Planning Minister Brad Hazzard noted the three-kilometre area, which stretches from Sydney’s CBD to Macdonaldtown train station and consists of rail lines, large open park areas and the Australian Technology Park, fails to connect a vital part of the city.
He described the present infrastructure in the area as the “Berlin Wall” of Sydney.
“What we have is an opportunity for that greater connectedness between the Redfern community side of the railway line and the Surry Hills side,” he said.
The plan includes the construction of seven new major bike paths, six high density neighbourhoods, the Australian Technology Park and high-rises over rail lines at Central and Redfern stations.
The government emphasized the fact that similar models have been successfully implemented in New York, Paris and London, where office, retail and apartment buildings were built over train stations using innovative technology.
“There are only three crossings over the rail lines but building above the corridor will allow more crossings to unite Redfern and Ultimo,” Hazzard said.
The plan is based on the Draft Metropolitan Strategy for Sydney, released in March, which highlights the need for 114,000 news jobs and thousands of new homes in Sydney.
“The draft Metropolitan Strategy for Sydney is a blueprint for balanced and sustainable growth for Sydney, with both renewal in established suburbs, and greenfield development,” Hazzard said when launching the plan. “People living and working in Sydney are at the heart of this Strategy.
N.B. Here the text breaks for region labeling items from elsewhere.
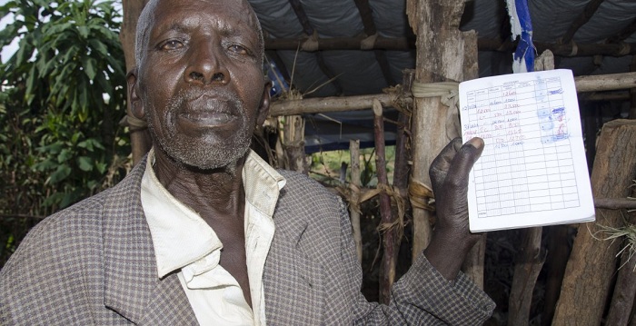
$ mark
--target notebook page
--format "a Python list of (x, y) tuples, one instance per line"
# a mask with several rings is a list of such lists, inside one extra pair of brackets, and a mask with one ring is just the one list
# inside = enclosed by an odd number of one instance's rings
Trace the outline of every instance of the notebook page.
[(550, 70), (460, 84), (462, 134), (481, 137), (472, 232), (594, 220), (574, 78)]

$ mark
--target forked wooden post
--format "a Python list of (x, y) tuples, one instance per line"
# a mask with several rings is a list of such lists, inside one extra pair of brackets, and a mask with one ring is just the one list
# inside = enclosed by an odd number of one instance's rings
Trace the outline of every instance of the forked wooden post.
[(395, 229), (391, 212), (391, 197), (387, 193), (389, 178), (386, 173), (386, 157), (384, 151), (384, 117), (380, 101), (373, 101), (373, 134), (375, 138), (375, 170), (378, 173), (378, 194), (380, 201), (381, 233), (383, 239), (383, 258), (380, 272), (380, 302), (388, 304), (391, 300), (391, 286), (395, 281)]
[[(417, 35), (416, 82), (460, 82), (465, 79), (463, 67), (472, 64), (472, 62), (465, 61), (465, 35), (474, 32), (464, 34), (459, 30), (464, 3), (463, 0), (407, 0), (409, 24)], [(476, 53), (471, 54), (477, 57)], [(449, 110), (455, 108), (442, 104), (440, 97), (416, 98), (414, 102), (412, 180), (430, 186), (428, 169), (431, 163), (450, 140), (459, 136), (459, 132), (449, 128), (447, 123)], [(431, 240), (432, 218), (432, 212), (413, 208), (413, 259), (421, 254)]]
[(355, 251), (358, 254), (358, 262), (363, 262), (363, 234), (360, 230), (360, 141), (349, 141), (349, 153), (351, 154), (351, 185), (352, 196), (349, 210), (351, 216), (351, 225), (353, 229), (353, 241), (355, 242)]

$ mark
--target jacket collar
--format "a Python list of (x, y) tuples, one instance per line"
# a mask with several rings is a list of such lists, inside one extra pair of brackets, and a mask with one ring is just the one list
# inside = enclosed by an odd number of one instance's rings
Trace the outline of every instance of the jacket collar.
[(196, 324), (176, 274), (157, 278), (140, 195), (145, 160), (113, 188), (104, 203), (104, 302), (134, 323), (171, 324), (167, 321), (174, 320)]

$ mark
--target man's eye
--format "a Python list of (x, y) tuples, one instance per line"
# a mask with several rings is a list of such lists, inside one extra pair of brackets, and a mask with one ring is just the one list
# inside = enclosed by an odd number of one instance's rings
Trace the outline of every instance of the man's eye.
[(235, 54), (249, 54), (247, 49), (240, 44), (232, 44), (229, 46), (229, 49), (230, 49), (230, 51), (232, 51)]
[(178, 40), (171, 40), (161, 44), (162, 50), (176, 50), (184, 47), (184, 43)]

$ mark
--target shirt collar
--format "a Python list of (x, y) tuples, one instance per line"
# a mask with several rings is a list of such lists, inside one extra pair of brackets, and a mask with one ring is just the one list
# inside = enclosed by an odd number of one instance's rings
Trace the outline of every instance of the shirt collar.
[[(161, 184), (153, 169), (154, 163), (154, 151), (151, 149), (142, 178), (141, 197), (154, 247), (157, 273), (163, 278), (223, 248), (223, 243), (196, 212)], [(280, 190), (285, 184), (284, 177), (251, 150), (242, 176), (245, 201), (272, 219)]]

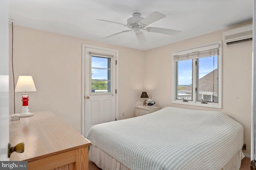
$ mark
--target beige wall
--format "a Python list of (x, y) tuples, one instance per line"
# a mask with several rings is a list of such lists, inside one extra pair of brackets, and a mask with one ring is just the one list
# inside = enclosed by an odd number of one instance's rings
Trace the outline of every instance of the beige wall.
[(161, 107), (174, 106), (226, 113), (244, 128), (244, 142), (250, 153), (252, 43), (222, 45), (222, 109), (172, 103), (172, 51), (222, 40), (223, 30), (199, 36), (146, 51), (144, 88)]
[[(10, 61), (11, 28), (10, 30)], [(14, 26), (14, 65), (16, 83), (20, 75), (33, 76), (37, 91), (29, 94), (30, 111), (49, 110), (81, 132), (82, 44), (119, 50), (118, 117), (135, 116), (134, 106), (146, 90), (161, 107), (173, 106), (212, 110), (212, 109), (172, 104), (171, 102), (172, 51), (222, 40), (223, 30), (146, 51)], [(242, 124), (244, 129), (244, 153), (250, 154), (252, 43), (222, 50), (222, 109), (214, 109)], [(10, 62), (10, 114), (13, 113), (13, 85)], [(145, 75), (144, 75), (144, 74)], [(22, 93), (16, 93), (16, 113), (21, 111)], [(125, 116), (122, 116), (124, 111)]]
[[(9, 35), (10, 114), (12, 114), (10, 25)], [(83, 43), (119, 50), (119, 119), (135, 117), (134, 106), (140, 103), (144, 86), (144, 51), (14, 25), (15, 86), (19, 75), (32, 75), (37, 90), (29, 93), (30, 111), (51, 111), (82, 132)], [(19, 113), (22, 93), (15, 95), (16, 113)]]

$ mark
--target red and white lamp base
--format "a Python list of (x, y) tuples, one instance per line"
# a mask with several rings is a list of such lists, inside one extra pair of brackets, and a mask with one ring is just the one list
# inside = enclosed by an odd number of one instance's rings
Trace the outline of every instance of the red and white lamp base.
[(21, 101), (22, 101), (22, 110), (21, 113), (20, 114), (20, 117), (28, 117), (33, 116), (34, 114), (30, 113), (28, 111), (28, 93), (25, 92), (22, 93), (22, 96)]

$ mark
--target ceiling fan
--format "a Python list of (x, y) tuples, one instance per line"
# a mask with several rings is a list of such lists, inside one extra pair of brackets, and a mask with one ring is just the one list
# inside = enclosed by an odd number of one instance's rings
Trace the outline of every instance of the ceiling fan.
[(147, 42), (146, 39), (143, 32), (142, 30), (146, 30), (148, 32), (156, 32), (157, 33), (163, 34), (164, 34), (174, 36), (180, 32), (181, 31), (170, 30), (167, 28), (160, 28), (158, 27), (146, 27), (156, 21), (158, 21), (164, 18), (166, 16), (160, 12), (155, 12), (150, 14), (146, 18), (142, 17), (141, 14), (139, 13), (135, 13), (132, 14), (132, 17), (127, 20), (127, 24), (119, 23), (118, 22), (113, 22), (112, 21), (108, 21), (103, 20), (96, 20), (100, 21), (110, 22), (114, 24), (117, 24), (122, 25), (123, 26), (128, 27), (130, 30), (123, 31), (117, 33), (106, 37), (102, 39), (102, 40), (109, 38), (114, 36), (116, 36), (120, 34), (128, 32), (133, 30), (137, 36), (137, 38), (140, 43), (144, 43)]

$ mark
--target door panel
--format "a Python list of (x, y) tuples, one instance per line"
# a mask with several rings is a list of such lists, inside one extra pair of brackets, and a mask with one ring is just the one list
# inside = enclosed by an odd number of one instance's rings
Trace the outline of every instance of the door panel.
[[(114, 121), (116, 52), (85, 47), (84, 135), (100, 123)], [(100, 47), (99, 47), (100, 48)]]
[(0, 5), (0, 160), (9, 160), (9, 1)]

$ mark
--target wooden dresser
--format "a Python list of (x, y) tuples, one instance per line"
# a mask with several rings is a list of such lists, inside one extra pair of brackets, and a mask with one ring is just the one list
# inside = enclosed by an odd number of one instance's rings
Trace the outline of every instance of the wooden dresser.
[(52, 113), (10, 121), (10, 142), (24, 142), (23, 153), (13, 152), (10, 161), (28, 161), (28, 170), (88, 170), (90, 142)]

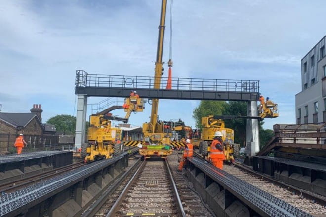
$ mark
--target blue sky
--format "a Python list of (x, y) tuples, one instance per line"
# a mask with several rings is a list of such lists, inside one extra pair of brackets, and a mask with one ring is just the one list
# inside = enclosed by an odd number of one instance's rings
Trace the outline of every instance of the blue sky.
[[(74, 115), (76, 69), (153, 76), (160, 3), (0, 1), (2, 111), (29, 112), (36, 103), (42, 105), (43, 121)], [(173, 76), (259, 80), (260, 92), (279, 104), (280, 112), (279, 118), (266, 119), (264, 127), (295, 123), (300, 60), (326, 34), (321, 18), (325, 8), (322, 0), (175, 0)], [(169, 23), (168, 14), (166, 62)], [(180, 118), (194, 126), (192, 111), (199, 103), (161, 100), (160, 119)], [(114, 114), (124, 115), (122, 111)], [(144, 112), (132, 114), (130, 122), (141, 125), (150, 115), (147, 105)]]

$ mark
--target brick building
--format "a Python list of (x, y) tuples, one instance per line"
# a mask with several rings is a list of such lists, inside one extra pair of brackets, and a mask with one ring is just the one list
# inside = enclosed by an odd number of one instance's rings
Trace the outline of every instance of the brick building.
[(30, 113), (0, 112), (0, 152), (13, 146), (20, 133), (34, 148), (55, 142), (51, 135), (56, 132), (55, 127), (42, 123), (42, 111), (41, 105), (34, 104)]
[(34, 104), (31, 113), (0, 112), (0, 134), (42, 135), (45, 129), (50, 133), (55, 128), (42, 124), (42, 111), (41, 105)]

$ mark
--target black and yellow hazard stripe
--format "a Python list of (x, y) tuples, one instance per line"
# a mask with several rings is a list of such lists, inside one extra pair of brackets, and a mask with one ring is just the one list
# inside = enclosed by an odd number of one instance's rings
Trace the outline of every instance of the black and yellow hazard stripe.
[(125, 142), (124, 143), (124, 145), (125, 146), (131, 146), (134, 147), (137, 146), (137, 145), (139, 143), (142, 145), (144, 141), (139, 141), (138, 140), (131, 140), (131, 141)]
[(177, 148), (183, 147), (185, 146), (184, 144), (182, 142), (171, 142), (170, 144), (174, 147)]

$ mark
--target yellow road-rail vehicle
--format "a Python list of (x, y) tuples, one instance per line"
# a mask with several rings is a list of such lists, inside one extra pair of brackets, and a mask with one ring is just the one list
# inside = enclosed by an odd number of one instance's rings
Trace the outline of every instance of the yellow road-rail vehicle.
[(121, 142), (122, 130), (118, 127), (112, 127), (111, 120), (127, 122), (132, 112), (143, 111), (144, 108), (143, 99), (130, 97), (125, 99), (123, 106), (115, 106), (114, 109), (122, 108), (124, 108), (127, 112), (124, 118), (112, 116), (109, 113), (112, 110), (110, 108), (90, 116), (85, 162), (110, 158), (120, 154), (124, 150), (124, 145)]
[(239, 152), (239, 145), (234, 143), (234, 132), (230, 128), (226, 128), (224, 121), (213, 116), (202, 118), (201, 137), (199, 146), (200, 154), (204, 158), (208, 158), (210, 151), (210, 144), (214, 139), (216, 131), (222, 133), (223, 141), (225, 161), (233, 162), (234, 154)]

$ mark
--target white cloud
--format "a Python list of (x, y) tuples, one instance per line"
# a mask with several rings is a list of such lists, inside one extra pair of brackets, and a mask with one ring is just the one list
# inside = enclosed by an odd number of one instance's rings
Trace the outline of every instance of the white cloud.
[[(23, 106), (28, 110), (33, 103), (41, 103), (51, 114), (45, 114), (44, 109), (45, 117), (72, 114), (76, 69), (153, 76), (160, 3), (0, 2), (0, 103), (4, 110), (17, 111)], [(300, 59), (325, 35), (320, 16), (326, 4), (174, 1), (173, 76), (260, 80), (260, 91), (280, 103), (280, 117), (266, 120), (265, 126), (294, 123)], [(8, 100), (9, 95), (23, 103)], [(184, 117), (193, 123), (197, 101), (162, 101), (160, 105), (163, 118)], [(169, 108), (177, 105), (183, 110)], [(148, 106), (131, 121), (141, 125), (150, 112)]]

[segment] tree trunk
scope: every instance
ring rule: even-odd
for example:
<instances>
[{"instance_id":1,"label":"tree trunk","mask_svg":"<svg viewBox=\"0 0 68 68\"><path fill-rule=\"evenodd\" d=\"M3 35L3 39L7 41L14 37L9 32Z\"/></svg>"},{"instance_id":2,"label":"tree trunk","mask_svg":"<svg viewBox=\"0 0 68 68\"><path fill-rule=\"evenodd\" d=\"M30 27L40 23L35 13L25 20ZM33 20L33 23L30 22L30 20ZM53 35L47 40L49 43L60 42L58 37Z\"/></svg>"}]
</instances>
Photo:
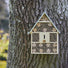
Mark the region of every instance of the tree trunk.
<instances>
[{"instance_id":1,"label":"tree trunk","mask_svg":"<svg viewBox=\"0 0 68 68\"><path fill-rule=\"evenodd\" d=\"M31 54L30 35L46 11L60 30L59 54ZM68 68L68 0L11 0L7 68Z\"/></svg>"}]
</instances>

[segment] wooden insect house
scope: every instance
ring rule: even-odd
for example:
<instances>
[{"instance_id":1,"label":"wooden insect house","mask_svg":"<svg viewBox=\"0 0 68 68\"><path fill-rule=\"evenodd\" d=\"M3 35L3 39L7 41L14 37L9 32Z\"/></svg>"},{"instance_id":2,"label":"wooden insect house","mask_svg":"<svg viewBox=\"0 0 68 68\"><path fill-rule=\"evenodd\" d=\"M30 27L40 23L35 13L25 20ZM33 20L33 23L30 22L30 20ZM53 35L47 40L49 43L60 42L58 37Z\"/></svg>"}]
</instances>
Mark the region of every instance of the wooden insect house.
<instances>
[{"instance_id":1,"label":"wooden insect house","mask_svg":"<svg viewBox=\"0 0 68 68\"><path fill-rule=\"evenodd\" d=\"M58 54L60 31L44 12L31 31L31 54Z\"/></svg>"}]
</instances>

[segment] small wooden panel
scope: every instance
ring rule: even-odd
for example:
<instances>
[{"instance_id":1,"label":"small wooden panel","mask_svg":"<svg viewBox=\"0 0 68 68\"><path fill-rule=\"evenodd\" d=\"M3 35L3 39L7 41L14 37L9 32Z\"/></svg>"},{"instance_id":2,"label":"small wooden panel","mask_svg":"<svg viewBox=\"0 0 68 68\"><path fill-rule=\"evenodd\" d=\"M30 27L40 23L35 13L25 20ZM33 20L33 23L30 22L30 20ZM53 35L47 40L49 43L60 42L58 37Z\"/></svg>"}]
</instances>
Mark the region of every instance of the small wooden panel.
<instances>
[{"instance_id":1,"label":"small wooden panel","mask_svg":"<svg viewBox=\"0 0 68 68\"><path fill-rule=\"evenodd\" d=\"M57 32L56 28L51 24L47 23L37 23L32 32Z\"/></svg>"},{"instance_id":2,"label":"small wooden panel","mask_svg":"<svg viewBox=\"0 0 68 68\"><path fill-rule=\"evenodd\" d=\"M36 44L36 45L35 45ZM57 49L57 43L32 43L32 53L45 53L45 54L57 54L58 49ZM34 46L35 45L35 46Z\"/></svg>"},{"instance_id":3,"label":"small wooden panel","mask_svg":"<svg viewBox=\"0 0 68 68\"><path fill-rule=\"evenodd\" d=\"M42 17L41 17L41 19L40 19L40 21L49 21L49 19L47 18L47 16L44 14Z\"/></svg>"},{"instance_id":4,"label":"small wooden panel","mask_svg":"<svg viewBox=\"0 0 68 68\"><path fill-rule=\"evenodd\" d=\"M32 42L39 42L39 33L32 33Z\"/></svg>"}]
</instances>

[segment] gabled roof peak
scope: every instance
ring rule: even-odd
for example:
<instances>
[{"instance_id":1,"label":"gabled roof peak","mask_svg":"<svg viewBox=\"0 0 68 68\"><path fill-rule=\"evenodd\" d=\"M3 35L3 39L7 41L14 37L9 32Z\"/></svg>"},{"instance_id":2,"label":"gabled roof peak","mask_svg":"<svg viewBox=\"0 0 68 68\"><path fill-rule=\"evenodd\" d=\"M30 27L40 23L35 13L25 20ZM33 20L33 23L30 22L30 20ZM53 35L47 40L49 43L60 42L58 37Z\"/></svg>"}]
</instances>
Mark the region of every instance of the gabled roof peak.
<instances>
[{"instance_id":1,"label":"gabled roof peak","mask_svg":"<svg viewBox=\"0 0 68 68\"><path fill-rule=\"evenodd\" d=\"M36 26L36 24L37 24L39 21L41 21L41 19L42 19L43 15L45 15L45 16L46 16L46 18L47 18L47 22L48 22L48 21L50 21L50 22L53 24L53 26L56 28L57 32L59 32L59 33L60 33L60 31L57 29L57 27L55 26L55 24L53 23L53 21L50 19L50 17L47 15L47 13L46 13L46 12L43 12L43 13L42 13L42 15L40 16L40 18L38 19L38 21L37 21L37 22L35 23L35 25L33 26L33 28ZM45 22L45 21L44 21L44 22ZM30 30L30 32L29 32L29 33L31 33L31 32L32 32L33 28ZM29 33L28 33L28 34L29 34Z\"/></svg>"}]
</instances>

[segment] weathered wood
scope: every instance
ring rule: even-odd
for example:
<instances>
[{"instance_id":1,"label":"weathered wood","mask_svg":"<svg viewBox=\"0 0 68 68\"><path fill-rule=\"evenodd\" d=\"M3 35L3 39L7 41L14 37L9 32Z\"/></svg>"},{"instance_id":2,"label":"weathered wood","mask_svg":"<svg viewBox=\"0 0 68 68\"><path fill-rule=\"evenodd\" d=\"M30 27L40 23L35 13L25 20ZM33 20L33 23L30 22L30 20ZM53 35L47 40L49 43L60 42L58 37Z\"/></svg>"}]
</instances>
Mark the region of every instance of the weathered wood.
<instances>
[{"instance_id":1,"label":"weathered wood","mask_svg":"<svg viewBox=\"0 0 68 68\"><path fill-rule=\"evenodd\" d=\"M67 2L67 0L10 0L10 44L7 68L66 68L68 64ZM58 55L31 54L27 32L45 10L61 31Z\"/></svg>"}]
</instances>

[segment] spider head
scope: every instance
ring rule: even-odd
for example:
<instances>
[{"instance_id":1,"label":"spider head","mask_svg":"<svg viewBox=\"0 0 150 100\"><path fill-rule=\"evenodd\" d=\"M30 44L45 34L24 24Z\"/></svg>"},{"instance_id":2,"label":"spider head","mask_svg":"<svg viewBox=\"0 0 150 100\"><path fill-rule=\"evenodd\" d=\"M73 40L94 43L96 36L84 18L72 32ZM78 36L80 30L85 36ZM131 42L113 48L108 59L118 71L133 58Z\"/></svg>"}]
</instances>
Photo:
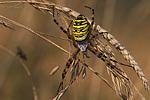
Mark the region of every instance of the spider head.
<instances>
[{"instance_id":1,"label":"spider head","mask_svg":"<svg viewBox=\"0 0 150 100\"><path fill-rule=\"evenodd\" d=\"M73 24L73 37L76 41L84 41L89 33L90 24L84 15L79 15Z\"/></svg>"}]
</instances>

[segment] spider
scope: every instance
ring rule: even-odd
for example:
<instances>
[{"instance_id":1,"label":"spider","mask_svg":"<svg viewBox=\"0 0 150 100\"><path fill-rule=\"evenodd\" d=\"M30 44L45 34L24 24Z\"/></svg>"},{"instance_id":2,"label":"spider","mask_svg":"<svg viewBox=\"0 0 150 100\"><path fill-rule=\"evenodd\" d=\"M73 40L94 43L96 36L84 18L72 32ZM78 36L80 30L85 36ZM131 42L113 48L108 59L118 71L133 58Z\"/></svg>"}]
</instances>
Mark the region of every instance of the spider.
<instances>
[{"instance_id":1,"label":"spider","mask_svg":"<svg viewBox=\"0 0 150 100\"><path fill-rule=\"evenodd\" d=\"M71 57L66 62L66 66L62 73L62 82L60 83L59 88L61 86L63 88L63 80L65 79L67 71L72 64L75 65L74 62L76 61L76 58L80 52L83 54L83 60L84 60L84 57L88 57L87 50L89 50L94 55L96 55L98 58L100 58L102 61L106 62L107 66L116 68L116 63L121 64L121 65L126 65L126 64L119 63L118 61L116 61L114 59L114 54L111 52L111 50L108 50L108 49L103 50L105 48L101 48L97 45L97 44L100 44L100 42L102 42L102 41L99 41L98 39L96 40L95 38L97 38L97 35L91 34L92 28L94 25L94 9L92 9L91 7L88 7L88 6L85 6L85 7L92 10L91 24L88 22L87 18L84 15L80 14L76 17L76 19L74 21L70 22L67 30L65 30L62 26L60 26L58 21L55 19L55 14L54 14L55 11L54 11L54 6L53 6L54 22L68 36L68 38L73 41L73 44L76 48L76 50L72 53ZM73 29L72 29L72 33L71 33L70 26L71 26L72 22L73 22L73 26L72 26ZM103 47L105 47L105 46L103 46ZM126 65L126 66L130 66L130 65ZM120 71L119 68L116 68L116 69ZM57 93L59 92L59 88L58 88Z\"/></svg>"}]
</instances>

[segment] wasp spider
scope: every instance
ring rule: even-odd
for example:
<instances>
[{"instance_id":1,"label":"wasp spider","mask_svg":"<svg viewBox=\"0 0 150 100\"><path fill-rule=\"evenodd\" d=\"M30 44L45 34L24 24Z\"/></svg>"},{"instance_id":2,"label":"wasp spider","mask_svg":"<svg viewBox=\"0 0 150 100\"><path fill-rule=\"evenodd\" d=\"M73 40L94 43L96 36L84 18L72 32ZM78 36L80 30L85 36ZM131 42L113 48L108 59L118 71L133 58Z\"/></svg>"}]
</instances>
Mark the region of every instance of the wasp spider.
<instances>
[{"instance_id":1,"label":"wasp spider","mask_svg":"<svg viewBox=\"0 0 150 100\"><path fill-rule=\"evenodd\" d=\"M70 68L71 65L74 66L73 70L79 66L79 61L80 59L77 59L79 53L81 52L83 54L83 59L84 57L87 56L87 50L91 51L94 55L96 55L98 58L100 58L102 61L106 62L106 65L109 67L109 69L112 71L112 76L113 76L113 81L114 84L115 81L117 80L118 77L121 77L120 81L122 82L127 82L129 79L127 75L124 73L124 71L120 68L117 67L118 64L125 65L123 63L119 63L115 60L114 54L112 52L112 49L109 47L109 45L105 45L103 41L98 37L99 35L94 35L92 34L92 28L94 25L94 9L85 6L86 8L92 10L92 22L89 23L87 18L80 14L76 17L75 20L71 21L69 24L68 28L65 30L56 20L55 18L55 11L54 11L54 6L53 6L53 18L54 22L60 27L60 29L68 36L69 39L73 41L73 44L76 48L76 50L73 52L71 57L66 63L66 66L63 70L62 73L62 82L59 85L58 92L60 87L63 88L63 80L65 79L65 76L67 74L68 69ZM73 29L72 33L70 31L70 26L73 22ZM84 61L83 61L84 62ZM83 64L85 65L85 64ZM126 65L130 66L130 65ZM86 74L85 68L83 69L83 75ZM74 73L72 73L72 76ZM118 75L118 77L116 77ZM118 79L119 80L119 79ZM117 80L117 81L118 81ZM71 84L73 82L73 79L71 79ZM116 91L119 91L119 87L115 85ZM128 89L130 90L130 89ZM119 95L122 95L121 93L118 93Z\"/></svg>"}]
</instances>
What you told us throughout the consultation process underpins much of the Strategy – housing choice, affordable housing close to jobs and services, good transport connections and a healthy and sustainable environment.”
The new proposal would provide thousands of employment opportunities, retail, housing and more open space while retaining and enhancing key heritage buildings such as Central Station and Mortuary Station.
The Planning Minister said the vision would reinvigorate Sydney’s “dead heart” and called on developers, urban designers and architects from Australia and around the world to present their ideas for the renewal master plan.
The multi-billion dollar renewal project is expected to drum up significant interest from firms as it presents an engineering and redevelopment challenge the likes of which has not existed in Sydney for decades.